Each profile is a small XML file telling the client (at a minimum) gateway address. If you don't have any to work from and copy locally to suit your needs, you can use the standalone AnyConnect Profile editor and build one.

Or, if you're more adventurous, build one by hand. Here's an example one - just substitute the information for the ASA address and (optionally) name. save it as <unique profile name>.xml and put it in the directory mentioned above. One profile per connection.

<?xml version="1.0" encoding="UTF-8"?>

<UseStartBeforeLogon UserControllable="true">false</UseStartBeforeLogon>

<AutomaticCertSelection UserControllable="true">false</AutomaticCertSelection>

<ShowPreConnectMessage>false</ShowPreConnectMessage>

<CertificateStoreOverride>false</CertificateStoreOverride>

<ProxySettings>Native</ProxySettings>

<AutoConnectOnStart UserControllable="true">false</AutoConnectOnStart>

<LocalLanAccess UserControllable="true">false</LocalLanAccess>

<AutoReconnect UserControllable="false">true

<AutoReconnectBehavior UserControllable="false">DisconnectOnSuspend</AutoReconnectBehavior>

</AutoReconnect>

<RSASecurIDIntegration UserControllable="false">Automatic</RSASecurIDIntegration>

<WindowsLogonEnforcement>SingleLocalLogon</WindowsLogonEnforcement>

<WindowsVPNEstablishment>LocalUsersOnly</WindowsVPNEstablishment>

<AutomaticVPNPolicy>false</AutomaticVPNPolicy>

<PPPExclusion UserControllable="false">Disable

</PPPExclusion>

<EnableScripting UserControllable="false">false</EnableScripting>

<EnableAutomaticServerSelection UserControllable="false">false

</EnableAutomaticServerSelection>

<RetainVpnOnLogoff>false

</RetainVpnOnLogoff>

</ClientInitialization>

<HostName>NAME_FOR_THE_DROPDOWN_LIST</HostName>

<HostAddress>YOUR_ASA_ADDRESS_OR_FQDN</HostAddress>

</HostEntry>

</ServerList>

</AnyConnectProfile>

avokeoperations · ‎09-27-2015

Thanks, Marvin. Very helpful!

This does work, but the only remaining question is whether there is a way to specify a different Username per connection. The schema for the document doesn't seem to allow this, perhaps there is another way?

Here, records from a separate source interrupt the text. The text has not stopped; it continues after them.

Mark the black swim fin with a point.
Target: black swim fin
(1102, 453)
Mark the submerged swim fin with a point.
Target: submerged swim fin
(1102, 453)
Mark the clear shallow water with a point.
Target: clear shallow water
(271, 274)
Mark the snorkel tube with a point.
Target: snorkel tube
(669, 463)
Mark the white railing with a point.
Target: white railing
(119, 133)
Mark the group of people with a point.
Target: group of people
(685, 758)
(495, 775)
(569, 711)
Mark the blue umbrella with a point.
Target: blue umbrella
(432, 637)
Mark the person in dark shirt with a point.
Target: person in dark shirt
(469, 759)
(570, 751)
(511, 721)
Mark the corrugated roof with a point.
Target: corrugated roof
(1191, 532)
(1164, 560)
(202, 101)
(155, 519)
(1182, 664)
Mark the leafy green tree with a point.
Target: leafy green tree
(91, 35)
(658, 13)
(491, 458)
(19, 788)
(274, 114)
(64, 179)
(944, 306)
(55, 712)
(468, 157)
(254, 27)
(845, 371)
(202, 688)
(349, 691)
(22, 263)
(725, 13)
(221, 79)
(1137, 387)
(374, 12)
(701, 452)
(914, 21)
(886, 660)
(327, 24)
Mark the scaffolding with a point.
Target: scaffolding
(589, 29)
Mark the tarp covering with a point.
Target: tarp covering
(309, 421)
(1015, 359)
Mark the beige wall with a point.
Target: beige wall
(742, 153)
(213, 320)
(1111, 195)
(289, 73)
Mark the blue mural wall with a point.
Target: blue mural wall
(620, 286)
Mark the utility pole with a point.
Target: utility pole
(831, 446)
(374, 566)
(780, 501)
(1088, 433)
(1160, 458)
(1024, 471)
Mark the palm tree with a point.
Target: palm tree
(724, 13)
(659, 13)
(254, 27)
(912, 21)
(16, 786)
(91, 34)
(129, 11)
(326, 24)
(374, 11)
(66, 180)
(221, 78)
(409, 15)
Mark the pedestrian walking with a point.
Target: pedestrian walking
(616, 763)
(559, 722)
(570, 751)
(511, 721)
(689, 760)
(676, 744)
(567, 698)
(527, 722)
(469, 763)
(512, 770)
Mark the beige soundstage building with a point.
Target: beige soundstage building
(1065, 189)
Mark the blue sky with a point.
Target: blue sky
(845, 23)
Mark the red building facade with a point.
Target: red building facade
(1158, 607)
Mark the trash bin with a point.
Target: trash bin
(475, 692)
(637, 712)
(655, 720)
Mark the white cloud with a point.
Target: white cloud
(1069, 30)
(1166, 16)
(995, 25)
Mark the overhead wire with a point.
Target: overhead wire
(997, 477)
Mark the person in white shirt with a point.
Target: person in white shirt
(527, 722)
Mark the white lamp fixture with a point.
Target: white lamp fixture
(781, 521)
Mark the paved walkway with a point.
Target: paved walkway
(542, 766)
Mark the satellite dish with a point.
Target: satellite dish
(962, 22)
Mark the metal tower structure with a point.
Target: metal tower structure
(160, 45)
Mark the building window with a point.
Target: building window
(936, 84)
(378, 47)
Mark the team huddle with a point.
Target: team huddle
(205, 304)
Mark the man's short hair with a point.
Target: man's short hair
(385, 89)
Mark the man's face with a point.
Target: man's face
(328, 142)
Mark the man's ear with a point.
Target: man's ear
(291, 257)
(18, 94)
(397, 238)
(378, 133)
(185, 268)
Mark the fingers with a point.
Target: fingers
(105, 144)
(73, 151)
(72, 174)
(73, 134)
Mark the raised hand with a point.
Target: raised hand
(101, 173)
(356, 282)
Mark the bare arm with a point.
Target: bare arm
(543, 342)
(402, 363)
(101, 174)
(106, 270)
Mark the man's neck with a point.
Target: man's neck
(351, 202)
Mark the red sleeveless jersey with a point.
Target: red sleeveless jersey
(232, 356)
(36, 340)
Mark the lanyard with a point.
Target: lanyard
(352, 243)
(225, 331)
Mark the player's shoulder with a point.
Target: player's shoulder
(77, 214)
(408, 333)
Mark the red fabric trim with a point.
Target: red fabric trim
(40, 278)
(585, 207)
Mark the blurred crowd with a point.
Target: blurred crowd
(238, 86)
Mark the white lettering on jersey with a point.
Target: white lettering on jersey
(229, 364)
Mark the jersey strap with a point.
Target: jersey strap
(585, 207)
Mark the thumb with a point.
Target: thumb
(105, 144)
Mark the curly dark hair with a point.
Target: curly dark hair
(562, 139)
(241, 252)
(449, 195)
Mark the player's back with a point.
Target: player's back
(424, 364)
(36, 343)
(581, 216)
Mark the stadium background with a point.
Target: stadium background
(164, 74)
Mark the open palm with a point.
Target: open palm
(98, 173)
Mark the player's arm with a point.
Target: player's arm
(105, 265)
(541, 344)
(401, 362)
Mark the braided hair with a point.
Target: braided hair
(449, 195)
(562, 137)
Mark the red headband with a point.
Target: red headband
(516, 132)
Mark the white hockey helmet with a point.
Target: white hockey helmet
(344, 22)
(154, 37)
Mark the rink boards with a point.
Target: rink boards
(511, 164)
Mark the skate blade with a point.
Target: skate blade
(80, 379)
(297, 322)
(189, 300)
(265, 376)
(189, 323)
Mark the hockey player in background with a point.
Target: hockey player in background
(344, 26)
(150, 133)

Marvin Rhoads · ‎09-27-2015

Glad that bit worked for you.

Username is not stored per profile. There is a preferences XML file shared among the connection profiles (unless specifically prohibited by policy) that stores a single username value.

On Windows I know it's stored one level up in the directory tree. I don't have the AnyConnect admin guide in front of me but it tells you all the file names and where they're stored for the supported OS types.